Hold on: maybe that glittery big picture deserves a closer look. Let’s zoom down to ground level. Pat, a single full-time worker, makes $4,000/month. After deducting health insurance and other standard costs, Pat takes home about $3,100. Pat’s rent is $1,600/month; heating, cooling and electricity run $100; groceries run $400; internet, phone, and cable come to $200. Then there’s the car payment, insurance, and gas to get around, $400, and student loan payments of $275.

This leaves Pat with $125/month for fun, or emergencies, or the next spike in gas or grocery prices.

That wide-angle economic lens misses these details.
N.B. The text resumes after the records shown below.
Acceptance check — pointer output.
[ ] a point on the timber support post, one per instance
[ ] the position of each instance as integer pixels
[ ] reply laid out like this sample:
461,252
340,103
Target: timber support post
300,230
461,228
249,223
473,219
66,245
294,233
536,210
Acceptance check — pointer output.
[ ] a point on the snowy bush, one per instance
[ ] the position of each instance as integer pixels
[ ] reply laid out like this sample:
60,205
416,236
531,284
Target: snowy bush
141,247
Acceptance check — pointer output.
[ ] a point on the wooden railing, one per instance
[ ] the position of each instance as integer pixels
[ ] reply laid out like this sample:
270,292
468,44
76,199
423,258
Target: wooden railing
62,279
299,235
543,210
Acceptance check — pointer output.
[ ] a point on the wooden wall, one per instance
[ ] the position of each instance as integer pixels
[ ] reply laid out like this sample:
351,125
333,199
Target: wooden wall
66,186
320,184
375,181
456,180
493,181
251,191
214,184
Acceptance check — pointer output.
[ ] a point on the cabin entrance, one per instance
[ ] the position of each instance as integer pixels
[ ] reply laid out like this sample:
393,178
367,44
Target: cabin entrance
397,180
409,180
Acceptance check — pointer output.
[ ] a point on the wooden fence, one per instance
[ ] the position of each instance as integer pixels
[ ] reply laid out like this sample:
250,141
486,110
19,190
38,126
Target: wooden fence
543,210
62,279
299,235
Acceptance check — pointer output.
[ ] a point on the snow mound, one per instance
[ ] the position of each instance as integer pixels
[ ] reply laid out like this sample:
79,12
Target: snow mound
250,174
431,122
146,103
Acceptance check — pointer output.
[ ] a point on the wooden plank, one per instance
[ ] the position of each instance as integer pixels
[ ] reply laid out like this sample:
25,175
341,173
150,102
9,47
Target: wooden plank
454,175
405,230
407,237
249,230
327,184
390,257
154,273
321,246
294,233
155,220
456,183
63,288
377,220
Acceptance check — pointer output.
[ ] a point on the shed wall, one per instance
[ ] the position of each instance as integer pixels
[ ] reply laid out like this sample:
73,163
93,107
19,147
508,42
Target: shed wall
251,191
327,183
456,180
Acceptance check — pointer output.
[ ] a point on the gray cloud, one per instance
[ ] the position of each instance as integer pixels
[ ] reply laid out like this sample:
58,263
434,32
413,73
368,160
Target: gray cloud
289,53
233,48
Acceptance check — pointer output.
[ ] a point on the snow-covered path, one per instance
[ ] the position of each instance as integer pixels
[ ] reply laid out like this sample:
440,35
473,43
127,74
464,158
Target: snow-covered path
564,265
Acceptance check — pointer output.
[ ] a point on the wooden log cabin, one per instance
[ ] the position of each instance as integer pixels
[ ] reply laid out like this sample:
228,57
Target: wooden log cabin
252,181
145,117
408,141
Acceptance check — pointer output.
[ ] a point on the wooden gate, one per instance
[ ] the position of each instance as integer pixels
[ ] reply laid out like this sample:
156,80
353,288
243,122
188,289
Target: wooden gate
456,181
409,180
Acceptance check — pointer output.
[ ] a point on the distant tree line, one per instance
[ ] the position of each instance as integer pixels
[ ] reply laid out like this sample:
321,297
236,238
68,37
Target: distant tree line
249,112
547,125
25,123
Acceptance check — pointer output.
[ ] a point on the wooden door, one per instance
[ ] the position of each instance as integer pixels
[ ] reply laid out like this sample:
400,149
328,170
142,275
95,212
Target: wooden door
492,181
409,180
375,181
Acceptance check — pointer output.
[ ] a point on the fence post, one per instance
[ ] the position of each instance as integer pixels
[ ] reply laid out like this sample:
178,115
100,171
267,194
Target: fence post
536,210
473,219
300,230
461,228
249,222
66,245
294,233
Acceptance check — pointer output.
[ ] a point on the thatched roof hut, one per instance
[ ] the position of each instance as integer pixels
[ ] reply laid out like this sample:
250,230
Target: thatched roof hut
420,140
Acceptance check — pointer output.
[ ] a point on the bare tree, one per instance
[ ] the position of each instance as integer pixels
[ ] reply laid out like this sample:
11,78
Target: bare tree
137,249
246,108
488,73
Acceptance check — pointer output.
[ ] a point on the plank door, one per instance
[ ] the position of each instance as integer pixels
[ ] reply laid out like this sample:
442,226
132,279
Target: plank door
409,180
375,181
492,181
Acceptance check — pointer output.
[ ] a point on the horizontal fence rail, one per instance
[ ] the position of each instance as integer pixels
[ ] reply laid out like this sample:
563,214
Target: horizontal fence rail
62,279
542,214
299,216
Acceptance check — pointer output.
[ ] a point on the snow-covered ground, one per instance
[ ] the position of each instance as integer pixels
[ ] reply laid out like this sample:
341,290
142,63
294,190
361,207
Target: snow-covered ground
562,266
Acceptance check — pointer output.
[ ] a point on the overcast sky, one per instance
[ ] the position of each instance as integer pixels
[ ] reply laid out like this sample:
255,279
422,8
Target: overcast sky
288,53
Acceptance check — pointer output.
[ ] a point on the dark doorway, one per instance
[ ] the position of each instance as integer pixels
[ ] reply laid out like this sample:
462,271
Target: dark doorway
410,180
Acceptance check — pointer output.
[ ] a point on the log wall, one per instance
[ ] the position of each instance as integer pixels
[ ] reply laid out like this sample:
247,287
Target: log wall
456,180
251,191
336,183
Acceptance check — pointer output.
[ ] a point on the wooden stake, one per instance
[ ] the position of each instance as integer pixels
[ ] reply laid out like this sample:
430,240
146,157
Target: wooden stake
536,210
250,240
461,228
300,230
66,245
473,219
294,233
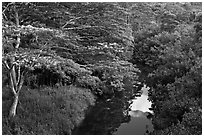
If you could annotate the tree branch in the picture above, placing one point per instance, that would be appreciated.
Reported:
(12, 84)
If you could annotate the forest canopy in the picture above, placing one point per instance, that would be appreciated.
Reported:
(55, 54)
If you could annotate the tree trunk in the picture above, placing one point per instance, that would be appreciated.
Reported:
(12, 112)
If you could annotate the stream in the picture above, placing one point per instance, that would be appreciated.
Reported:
(117, 116)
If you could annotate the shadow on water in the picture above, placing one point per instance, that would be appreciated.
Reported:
(118, 116)
(103, 119)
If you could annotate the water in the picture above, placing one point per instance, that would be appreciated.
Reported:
(139, 123)
(118, 116)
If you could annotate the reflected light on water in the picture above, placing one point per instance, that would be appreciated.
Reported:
(141, 103)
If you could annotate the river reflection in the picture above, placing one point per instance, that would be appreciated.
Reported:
(139, 124)
(112, 116)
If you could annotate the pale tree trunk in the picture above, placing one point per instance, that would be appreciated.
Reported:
(15, 74)
(12, 111)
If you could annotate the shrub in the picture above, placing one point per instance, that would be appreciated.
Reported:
(49, 111)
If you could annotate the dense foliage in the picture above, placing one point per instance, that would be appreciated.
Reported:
(173, 48)
(65, 55)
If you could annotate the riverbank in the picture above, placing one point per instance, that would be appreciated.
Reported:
(46, 111)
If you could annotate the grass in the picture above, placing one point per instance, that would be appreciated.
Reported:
(46, 111)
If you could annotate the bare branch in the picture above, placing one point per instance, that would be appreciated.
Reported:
(6, 64)
(19, 74)
(12, 84)
(20, 84)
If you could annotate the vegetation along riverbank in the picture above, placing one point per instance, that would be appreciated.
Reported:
(59, 59)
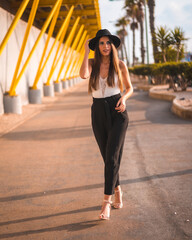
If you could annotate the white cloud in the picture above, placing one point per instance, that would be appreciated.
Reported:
(171, 13)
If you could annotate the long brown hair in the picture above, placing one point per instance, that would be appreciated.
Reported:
(113, 67)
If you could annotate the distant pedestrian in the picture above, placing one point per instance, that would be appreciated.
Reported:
(107, 74)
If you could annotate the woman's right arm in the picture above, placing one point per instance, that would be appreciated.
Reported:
(86, 68)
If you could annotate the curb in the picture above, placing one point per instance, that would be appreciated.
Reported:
(176, 108)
Many in this economy — childcare workers, for example — can’t even dream of a $25/hour paycheck. If Pat marries and starts a family, let’s hope grandparents will babysit. Pat can neither find nor afford professional childcare. But we digress, or do we?

Workers, most of us between 18 and 65, get little say on salaries and benefits except with their feet, risky even in this job market. We get little or no say on working conditions, hours, or compensation. We do get injured, ill, stressed, harassed, and worse at our jobs. Is this really the model we want for our political lives?

Are we ready to give up our one lever of democratic power? Because that, folks, is what’s actually on the 2024 ballot. Forget Trump and Biden, what’s at stake here is larger than these men and their parties. No matter who wins the 2024 presidential election, Americans had better buckle up.

If the Democratic nominee wins, Republicans, or some subset thereof, are coming for this democracy. I’m no seer, I’m just passing on their promises. Let’s recall that at least seven Americans died as a result of the coup attempt. The faction responsible for their deaths has had 3½ years to plot another insurrection. Alarmist nonsense? They’re all in jail now? I hope you’re right. I fear you’re mistaken.

If the Republican nominee wins and is also Donald Trump, plans are already in hand to “revise,” courtesy of Stephen Miller, our 236-year-old Constitution, that fusty old relic. And what about all this other governmental clutter? Why bother with a Department of Education? Learning makes people uppity and hard to control. What’s this so-called Justice Department for? We don’t need that. The new president and his hench-staff can decide what’s just.

Whoever gets elected, we may be in for some fireworks. It’s not Democrat versus Republican this time, it’s idol versus ideal, autocracy versus democracy. That, friends, is my forecast for the contest we face in 2024. We’re the ones on the ballot this time. As Benjamin Franklin warned us back in 1787, we’ve got a democracy, if we can keep it.